Vizio isn’t the only smart TV maker that’s really in the advertising business — as we noted a couple of years ago, while you probably know Roku for its TV OS and streaming boxes, CEO Anthony Wood is very up front about its true model. Roku’s most recent report revealed that on average it’s pulling in $40 per month on each user, or more than double what Vizio manages. One way Vizio plans to catch up is by building its own in-app payment system, which chief revenue officer Mike O’Donnell says will roll out to consumers next year.

A few years ago, Vizio got in trouble with the FTC for not properly informing customers before they became a part of the tracking program.
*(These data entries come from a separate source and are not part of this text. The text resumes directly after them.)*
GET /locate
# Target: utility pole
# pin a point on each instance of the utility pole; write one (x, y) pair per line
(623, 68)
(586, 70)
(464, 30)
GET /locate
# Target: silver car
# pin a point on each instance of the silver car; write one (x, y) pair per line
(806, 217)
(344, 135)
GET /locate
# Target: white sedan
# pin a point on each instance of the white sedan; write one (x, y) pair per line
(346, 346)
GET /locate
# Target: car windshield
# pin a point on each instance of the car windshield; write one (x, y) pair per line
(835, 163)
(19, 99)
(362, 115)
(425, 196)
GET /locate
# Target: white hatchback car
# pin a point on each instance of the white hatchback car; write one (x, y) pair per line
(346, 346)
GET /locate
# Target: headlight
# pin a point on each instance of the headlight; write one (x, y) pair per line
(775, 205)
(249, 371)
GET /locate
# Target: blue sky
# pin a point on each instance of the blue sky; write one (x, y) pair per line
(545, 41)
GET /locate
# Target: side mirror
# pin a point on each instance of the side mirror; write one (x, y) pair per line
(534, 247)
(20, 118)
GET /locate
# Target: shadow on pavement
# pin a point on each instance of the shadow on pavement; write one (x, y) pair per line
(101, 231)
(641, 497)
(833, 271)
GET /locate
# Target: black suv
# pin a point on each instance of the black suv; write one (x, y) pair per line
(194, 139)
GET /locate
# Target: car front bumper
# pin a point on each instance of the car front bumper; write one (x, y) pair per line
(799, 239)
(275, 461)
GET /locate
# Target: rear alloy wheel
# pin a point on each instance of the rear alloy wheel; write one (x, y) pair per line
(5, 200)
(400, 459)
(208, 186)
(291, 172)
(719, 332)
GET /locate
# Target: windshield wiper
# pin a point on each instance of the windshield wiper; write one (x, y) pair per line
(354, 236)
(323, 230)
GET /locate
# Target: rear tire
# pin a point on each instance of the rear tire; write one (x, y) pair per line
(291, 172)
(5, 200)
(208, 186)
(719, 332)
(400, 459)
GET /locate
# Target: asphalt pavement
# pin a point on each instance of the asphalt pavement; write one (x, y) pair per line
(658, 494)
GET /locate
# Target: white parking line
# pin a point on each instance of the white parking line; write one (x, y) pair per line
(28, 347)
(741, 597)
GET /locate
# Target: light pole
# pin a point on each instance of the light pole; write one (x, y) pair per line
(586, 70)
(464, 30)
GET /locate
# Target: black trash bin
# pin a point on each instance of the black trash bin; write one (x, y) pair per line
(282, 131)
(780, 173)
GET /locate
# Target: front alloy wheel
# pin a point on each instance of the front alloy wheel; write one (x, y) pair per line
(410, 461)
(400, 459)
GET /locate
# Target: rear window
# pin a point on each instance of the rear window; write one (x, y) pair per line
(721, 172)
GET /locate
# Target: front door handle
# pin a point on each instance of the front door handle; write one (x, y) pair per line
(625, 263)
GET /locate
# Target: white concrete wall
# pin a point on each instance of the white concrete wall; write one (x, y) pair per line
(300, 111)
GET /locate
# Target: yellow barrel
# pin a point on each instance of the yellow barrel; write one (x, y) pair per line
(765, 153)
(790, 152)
It disabled the system on older TVs, paid a couple of million bucks to settle the fine, and moved forward with its new SmartCast tech that focuses on streaming and makes sure new owners get a warning about what they’re opting into.

If you have a Vizio TV and all of this is news to you, then you may want to check out the company’s privacy page for more information. It also will tell you how to disable the Automated Content Recognition (ACR) and data collection tech embedded in its TVs, which is available here. If you prefer to opt out on a SmartCast TV, simply follow these instructions:

Press the MENU button on your TV’s remote.

Select System.

Select Reset & Admin.

Highlight Viewing Data.

Press RIGHT arrow to change setting to Off.